Edited by Raffaella Poltonieri

This drawing, certainly by Malosso, can be connected to the altarpiece of the Immaculate Conception in Rivarolo Mantovano (Mantova), signed and dated by Giovan Francesco Raimondi in 1695 (fig. 1)1, and to the related preparatory study by Malosso in the Uffizi (fig. 2)2.

(left) Francesco Raimondi, Immaculate conception. Oil on canvas. Rivarolo (Mantova), Parish church. (right) Giovanni Battista Trotti, il Malosso, Study for the Rivarolo Immaculate conception. Black chalk. Firenze, GDSU.
Fig. 1. (left) Francesco Raimondi, Immaculate conception. Oil on canvas. Rivarolo (Mantova), Parish church.

Fig. 2. (right) Giovanni Battista Trotti, il Malosso, Study for the Rivarolo Immaculate conception. Black chalk. Firenze, GDSU.

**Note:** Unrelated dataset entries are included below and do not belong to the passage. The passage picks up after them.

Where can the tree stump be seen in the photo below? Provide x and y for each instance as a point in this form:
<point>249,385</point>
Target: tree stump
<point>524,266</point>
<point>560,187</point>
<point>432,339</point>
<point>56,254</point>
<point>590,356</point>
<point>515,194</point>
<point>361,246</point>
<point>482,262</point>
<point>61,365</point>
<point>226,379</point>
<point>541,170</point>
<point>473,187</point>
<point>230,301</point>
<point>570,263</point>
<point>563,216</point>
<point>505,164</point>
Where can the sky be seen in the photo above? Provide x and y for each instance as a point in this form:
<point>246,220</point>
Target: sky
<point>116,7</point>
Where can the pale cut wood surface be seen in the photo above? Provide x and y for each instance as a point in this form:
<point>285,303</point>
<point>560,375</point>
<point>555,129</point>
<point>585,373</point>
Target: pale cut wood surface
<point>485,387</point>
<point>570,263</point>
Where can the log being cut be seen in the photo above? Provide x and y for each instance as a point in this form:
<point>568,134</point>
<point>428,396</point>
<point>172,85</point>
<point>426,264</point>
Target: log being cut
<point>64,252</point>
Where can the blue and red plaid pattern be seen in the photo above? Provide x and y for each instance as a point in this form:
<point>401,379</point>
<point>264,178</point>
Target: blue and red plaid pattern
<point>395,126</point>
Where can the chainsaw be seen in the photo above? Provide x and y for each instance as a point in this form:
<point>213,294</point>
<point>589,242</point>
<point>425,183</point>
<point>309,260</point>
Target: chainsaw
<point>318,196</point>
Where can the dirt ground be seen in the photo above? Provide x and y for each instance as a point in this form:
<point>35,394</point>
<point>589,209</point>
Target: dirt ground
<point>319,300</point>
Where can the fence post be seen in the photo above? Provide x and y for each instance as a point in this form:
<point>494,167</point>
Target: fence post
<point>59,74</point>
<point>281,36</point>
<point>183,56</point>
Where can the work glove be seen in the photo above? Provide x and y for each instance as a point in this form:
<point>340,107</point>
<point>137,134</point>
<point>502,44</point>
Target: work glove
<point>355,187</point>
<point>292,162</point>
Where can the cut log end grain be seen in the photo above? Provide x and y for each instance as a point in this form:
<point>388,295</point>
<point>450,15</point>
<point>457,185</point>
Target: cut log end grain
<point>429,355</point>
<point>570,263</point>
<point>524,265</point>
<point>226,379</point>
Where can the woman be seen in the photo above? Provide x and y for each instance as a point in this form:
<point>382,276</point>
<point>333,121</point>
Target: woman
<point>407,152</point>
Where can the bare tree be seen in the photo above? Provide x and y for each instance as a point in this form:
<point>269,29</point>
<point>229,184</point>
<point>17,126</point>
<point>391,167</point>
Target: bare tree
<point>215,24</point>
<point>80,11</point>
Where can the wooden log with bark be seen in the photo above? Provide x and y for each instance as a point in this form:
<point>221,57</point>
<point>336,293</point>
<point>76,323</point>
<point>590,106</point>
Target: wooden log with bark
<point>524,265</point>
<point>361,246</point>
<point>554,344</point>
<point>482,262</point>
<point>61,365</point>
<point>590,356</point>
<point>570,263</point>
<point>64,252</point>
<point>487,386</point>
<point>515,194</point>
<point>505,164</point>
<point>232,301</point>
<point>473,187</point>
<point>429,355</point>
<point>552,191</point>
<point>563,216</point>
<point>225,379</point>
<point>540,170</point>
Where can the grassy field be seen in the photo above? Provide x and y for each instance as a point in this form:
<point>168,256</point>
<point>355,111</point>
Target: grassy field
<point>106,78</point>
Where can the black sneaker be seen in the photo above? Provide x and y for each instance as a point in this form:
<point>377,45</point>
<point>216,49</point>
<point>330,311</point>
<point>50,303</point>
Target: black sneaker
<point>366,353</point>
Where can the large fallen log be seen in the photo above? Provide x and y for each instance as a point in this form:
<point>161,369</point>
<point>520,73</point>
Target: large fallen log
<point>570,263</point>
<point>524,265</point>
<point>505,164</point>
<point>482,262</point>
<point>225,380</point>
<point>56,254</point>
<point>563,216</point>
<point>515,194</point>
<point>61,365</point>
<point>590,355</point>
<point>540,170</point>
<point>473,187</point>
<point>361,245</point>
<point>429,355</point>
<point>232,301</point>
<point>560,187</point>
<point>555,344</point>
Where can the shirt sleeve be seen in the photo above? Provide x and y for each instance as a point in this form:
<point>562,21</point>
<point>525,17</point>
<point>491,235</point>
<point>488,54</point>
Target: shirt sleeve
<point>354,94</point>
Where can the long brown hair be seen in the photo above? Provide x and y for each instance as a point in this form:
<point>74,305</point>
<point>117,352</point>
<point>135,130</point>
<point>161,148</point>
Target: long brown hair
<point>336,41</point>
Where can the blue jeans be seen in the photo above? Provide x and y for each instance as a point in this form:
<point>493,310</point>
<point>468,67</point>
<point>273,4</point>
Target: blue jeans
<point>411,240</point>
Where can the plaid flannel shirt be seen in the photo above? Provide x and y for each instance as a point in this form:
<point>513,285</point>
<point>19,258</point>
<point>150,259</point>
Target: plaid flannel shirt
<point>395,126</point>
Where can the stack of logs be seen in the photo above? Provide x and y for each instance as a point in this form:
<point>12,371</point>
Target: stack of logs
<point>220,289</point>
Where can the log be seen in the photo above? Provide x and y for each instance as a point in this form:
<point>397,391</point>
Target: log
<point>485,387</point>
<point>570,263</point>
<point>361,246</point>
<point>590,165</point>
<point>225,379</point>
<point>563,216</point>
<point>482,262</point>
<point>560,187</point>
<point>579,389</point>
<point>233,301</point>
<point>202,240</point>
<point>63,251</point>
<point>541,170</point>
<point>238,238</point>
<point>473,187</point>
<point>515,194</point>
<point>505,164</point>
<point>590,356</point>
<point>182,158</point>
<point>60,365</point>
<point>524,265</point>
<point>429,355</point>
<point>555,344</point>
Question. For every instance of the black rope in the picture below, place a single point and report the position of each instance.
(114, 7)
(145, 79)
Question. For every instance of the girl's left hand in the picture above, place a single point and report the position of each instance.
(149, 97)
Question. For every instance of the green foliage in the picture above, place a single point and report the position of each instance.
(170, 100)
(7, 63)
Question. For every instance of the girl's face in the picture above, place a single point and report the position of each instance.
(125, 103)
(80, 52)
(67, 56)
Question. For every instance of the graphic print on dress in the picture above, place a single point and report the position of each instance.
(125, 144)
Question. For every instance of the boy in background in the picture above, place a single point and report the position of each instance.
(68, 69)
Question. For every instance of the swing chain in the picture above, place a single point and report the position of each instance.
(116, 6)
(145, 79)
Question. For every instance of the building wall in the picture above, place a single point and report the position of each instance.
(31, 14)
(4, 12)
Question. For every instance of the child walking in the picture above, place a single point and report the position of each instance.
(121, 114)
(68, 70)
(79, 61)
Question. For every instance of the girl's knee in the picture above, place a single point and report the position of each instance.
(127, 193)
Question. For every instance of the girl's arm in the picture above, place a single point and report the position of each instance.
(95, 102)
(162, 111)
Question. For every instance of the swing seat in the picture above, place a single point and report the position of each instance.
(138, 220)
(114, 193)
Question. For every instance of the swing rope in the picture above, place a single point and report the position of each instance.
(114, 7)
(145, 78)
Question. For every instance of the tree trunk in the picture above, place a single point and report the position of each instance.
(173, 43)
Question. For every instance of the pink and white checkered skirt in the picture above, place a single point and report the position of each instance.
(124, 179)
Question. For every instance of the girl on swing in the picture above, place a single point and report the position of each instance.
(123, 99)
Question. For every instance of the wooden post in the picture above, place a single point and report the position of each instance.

As happened in other cases, Malosso provided his collaborator with the graphic project for the altarpiece he had been asked to paint, while the rather weak pictorial execution is entirely due to Raimondi.

The two drawings are almost identical in both subject and size (the drawing discussed here has a narrow border on all sides). Only the Uffizi sheet, however, is squared in black chalk, reflecting its concrete role in the execution of the altarpiece, from which it differs in small minor details. For example, the moon to the left of the Virgin is falling in both the drawings, but it is crescent in the altarpiece, and the staircase next to it is slightly different.

Comparing the drawing discussed here and the altarpiece, we note that the colours of the robes are altered, as is the pommel of the Father’s sceptre (which is however identical to the one represented in the Uffizi drawing). This suggests that Raimondi knew only the drawing in the Uffizi, which differs from the other one including all the final details of the landscape and attributes of the Virgin.

The presence of colour in this high-quality Immaculate Conception makes it a rarity in Malosso’s oeuvre. As far as we know, the artist used colours on paper only once, in a squared preparatory sheet for the Trinity with angels and saints (Soresina, Chiesa di San Siro, apse)3. In Malosso’s workshop, finished drawings like this one, neither indented nor perforated, were usually intended as reference models or as presentation drawings for future clients. The differences among the refinement of the main figure and the background, anyway, exclude that the sheet was explicitly made for a collector.

1 ‘Fr.us Raymundus Cr.is F. 1605’. See Casalmaggiore 1999, pp. 70-71, cat. 6 and Paltronieri 2016-2017, p. 98.

2 The drawing is discussed in Tanzi 1999, pp. 151-152, cat. 96.

3 United States, private collection. Pen, pastel and oil on paper, 421 × 920 mm. See Poltronieri 2019, pp. 89, 220.

Zurich, Koller Auctions, Drawings of old masters, 25.09.20, lot 3408 (as Giovanni Battista Trotti, attr. to).